I hope BOTM33 has some! :D
 
I completely forgot the random personality thing, probably because of the difficulty level. But while it might be a fun variant, I still feel the same as Dhoomstriker that it is nice to have the "matching" personalities.

Dhoomstriker said:
I actually built The Colossus 1 turn before it was obsoleted, for the extra GPP in Madrid.
I think early Colossus was a key factor. I didn't have to raze any cities (did raze a couple with no potential anyway) to keep the economy going. Thus I was nowhere near the "naming" queues end, settling probably no more than 5-6 cities myself after Madrid+Barcelona. And those were more or less after I was done conquering.
 
I think early Colossus was a key factor. I didn't have to raze any cities (did raze a couple with no potential anyway) to keep the economy going. Thus I was nowhere near the "naming" queues end, settling probably no more than 5-6 cities myself after Madrid+Barcelona. And those were more or less after I was done conquering.
Hmmm, great point! Most of my Commerce came from 2 Food + 2 Commerce Coast squares. I could have used that extra Commerce per square.

To go along with the Random Personalities, it would have been neat to have Isabel get "random Leader Traits," say, I don't know... Financial? ;)

The reason why I pushed for Astronomy pretty early on was because I wanted to "get over the hump." I found myself prioritizing Monastaries everywhere and it was only after I went Astronomy -> Scientific Method that I was able stop this behaviour and go back to building Universities or Observatories instead.


Of course, I probably "over settled," too. Near the end, I was settling any location that had a Seafood Resource. I finished the game with 44 Cities under my control, most of them self-settled.

It wasn't TOO big of a loss on this difficulty to self-settle the Cities, as, of the ones that I did capture, I think that I "earned" a total of one free building out of all of those Cities. The exception was one City which I captured near the end, which came with 2 free buildings, but that City ended up being gifted away to an AI shortly after capturing it, just to avoid going over the Domination Land Limit.

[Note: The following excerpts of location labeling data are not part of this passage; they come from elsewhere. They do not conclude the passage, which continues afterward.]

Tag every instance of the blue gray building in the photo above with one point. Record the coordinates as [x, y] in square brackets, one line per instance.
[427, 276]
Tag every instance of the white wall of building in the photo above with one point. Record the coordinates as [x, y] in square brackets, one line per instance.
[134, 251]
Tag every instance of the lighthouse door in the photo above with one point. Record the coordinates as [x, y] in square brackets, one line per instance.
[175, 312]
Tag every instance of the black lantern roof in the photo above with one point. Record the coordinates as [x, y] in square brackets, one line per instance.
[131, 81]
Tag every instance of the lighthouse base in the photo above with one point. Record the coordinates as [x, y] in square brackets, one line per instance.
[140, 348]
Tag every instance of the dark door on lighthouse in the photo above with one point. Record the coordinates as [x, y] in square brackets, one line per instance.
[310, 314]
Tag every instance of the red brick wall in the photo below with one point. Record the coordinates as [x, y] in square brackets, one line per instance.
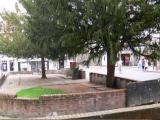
[61, 104]
[121, 83]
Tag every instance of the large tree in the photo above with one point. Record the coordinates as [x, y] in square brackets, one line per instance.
[42, 28]
[105, 26]
[92, 26]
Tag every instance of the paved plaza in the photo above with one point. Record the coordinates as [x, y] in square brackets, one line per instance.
[16, 82]
[130, 72]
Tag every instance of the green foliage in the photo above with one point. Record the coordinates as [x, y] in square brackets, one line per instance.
[42, 26]
[36, 92]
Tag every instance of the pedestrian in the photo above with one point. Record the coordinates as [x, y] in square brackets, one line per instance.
[146, 65]
[140, 64]
[120, 66]
[143, 64]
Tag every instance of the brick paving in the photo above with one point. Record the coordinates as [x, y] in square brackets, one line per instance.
[16, 82]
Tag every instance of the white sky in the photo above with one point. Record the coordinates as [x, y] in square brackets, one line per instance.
[7, 5]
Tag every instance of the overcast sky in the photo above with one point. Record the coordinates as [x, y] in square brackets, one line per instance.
[8, 5]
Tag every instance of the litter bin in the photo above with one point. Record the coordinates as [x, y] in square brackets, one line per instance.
[72, 64]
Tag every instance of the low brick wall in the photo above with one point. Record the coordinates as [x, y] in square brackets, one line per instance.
[61, 104]
[146, 92]
[146, 112]
[121, 83]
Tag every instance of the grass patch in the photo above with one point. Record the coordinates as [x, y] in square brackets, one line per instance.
[36, 92]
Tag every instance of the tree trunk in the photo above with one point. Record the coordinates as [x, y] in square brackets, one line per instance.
[43, 68]
[110, 80]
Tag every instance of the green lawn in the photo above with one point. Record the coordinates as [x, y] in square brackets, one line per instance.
[36, 92]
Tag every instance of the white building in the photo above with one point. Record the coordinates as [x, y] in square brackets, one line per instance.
[10, 64]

I also way overwhipped--I ran Representation but only had about 3 Specialists outside of my capitol for almost all of the game--sometimes less than 3 Specialists, as I'd frequently whip them away for infrastructure that I probably didn't need. The captiol DID at least run several Specialists. The capitol also built approximately 90% of the World Wonders available in the game, and it even built the Spaceship Engine for me. :D Madrid (the capitol) also had Oxford and the National Epic.


I even settled directly on a Dye Resource just to get 2 extra Happiness for any City that could build a cheap Theatre. If anyone knows of a method in Vanilla to get a Resource connected (like you can with a Fort in BTS) on an island without building a City next to the Resource and being able to connect to that Resource by Road (there weren't Rivers there, either), I'd love to hear about it, but it felt to me that the only way to get Dye on this map was to settle on it. For example, I had planned to put another City on the same island but there was a Peak between the Dye and where I wanted to put the City, so I simply settled on the Dye, just to be certain to get the Resource under my control.
 
What happened to the Barbarians?
I met their Leader. He was named Montezuma.

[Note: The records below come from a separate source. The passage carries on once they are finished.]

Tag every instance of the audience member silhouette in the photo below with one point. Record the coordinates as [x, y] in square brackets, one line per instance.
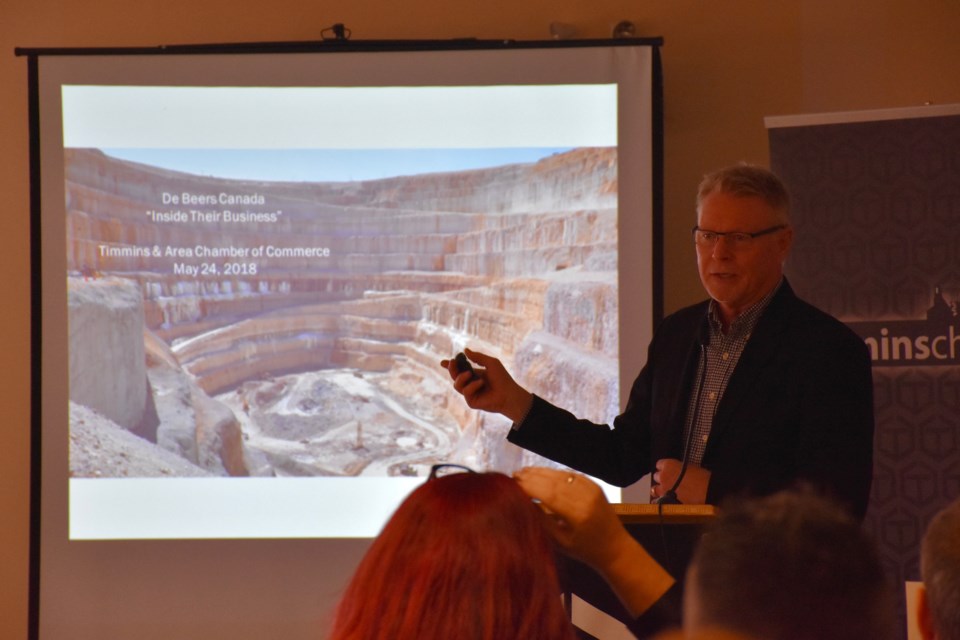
[789, 566]
[938, 607]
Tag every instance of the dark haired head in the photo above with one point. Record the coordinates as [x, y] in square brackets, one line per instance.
[791, 566]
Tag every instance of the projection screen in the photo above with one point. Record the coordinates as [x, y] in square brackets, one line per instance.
[247, 265]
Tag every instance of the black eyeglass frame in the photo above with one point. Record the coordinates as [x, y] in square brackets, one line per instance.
[447, 465]
[738, 237]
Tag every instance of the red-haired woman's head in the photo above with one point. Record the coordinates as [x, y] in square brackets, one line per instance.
[465, 556]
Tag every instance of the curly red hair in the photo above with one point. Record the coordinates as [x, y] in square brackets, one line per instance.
[465, 556]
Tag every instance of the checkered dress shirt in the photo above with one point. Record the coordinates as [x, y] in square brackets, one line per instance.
[717, 361]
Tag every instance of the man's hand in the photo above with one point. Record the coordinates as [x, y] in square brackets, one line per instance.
[581, 520]
[693, 487]
[491, 388]
[585, 526]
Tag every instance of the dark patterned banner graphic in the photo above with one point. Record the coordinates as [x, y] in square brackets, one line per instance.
[876, 208]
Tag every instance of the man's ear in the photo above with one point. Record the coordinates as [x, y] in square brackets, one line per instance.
[924, 615]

I didn't like him so I wiped him out. :)


Seriously though, I'll go with the theory that the No Barbarians setting was enabled. I explored to the far reaches of the globe and I did not encounter one (non-Aztec) Barbarian unit.
 

GOTM 57 Final Spoiler



How did it end up?
What did you learn?

Culture, 1834. All peace. Excellent capital, decent city to the west (green island w/ 2 fish) and the others were crap.

Despite the fact that I efficiently built exactly 6 cities, and eventually c-bombed 0/4/6 great artists, I finished just behind kcd_swede's 9 city, 0/2/3 effort. The big difference is that I should have gone to war early (or even not-so-early) to provide a bit more developable land.